Date: Sat, 06 Sep 2008 13:15:59 GMT
Server: Apache/2.2.6 (Debian)
Content-Language: en
X-W3C-Validator-Recursion: 1
X-W3C-Validator-Status: Invalid
X-W3C-Validator-Errors: 25
X-W3C-Validator-Warnings: 0
Connection: close
Transfer-Encoding: chunked
Content-Type: text/html; charset=utf-8
200 OK

I found a bit of information about the headers returned in the W3 documentation. Check it out for yourself.

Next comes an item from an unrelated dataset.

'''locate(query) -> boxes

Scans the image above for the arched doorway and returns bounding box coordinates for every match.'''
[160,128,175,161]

In my case, I found that it was causing an endless loop to try to have the page validate itself when it loaded (not to mention the fact that it would slow everything down and put extra load on my server and W3’s server), so I wrote a script that checks a page when its created or edited. I also wrote a simple script that is capable or looping through every page on my site (25 at a time so it doesn’t time out) and validates them. I then store the validation information in my database alongside the content of each page.

Now, when you load a page on the site I’m developing, the “This page is valid” text only shows up if the page has been validated.

These headers are returned by all of the W3’s validation services, so you can use them when checking anything that can be validated by the W3 (X/HTML, CSS, RSS and more).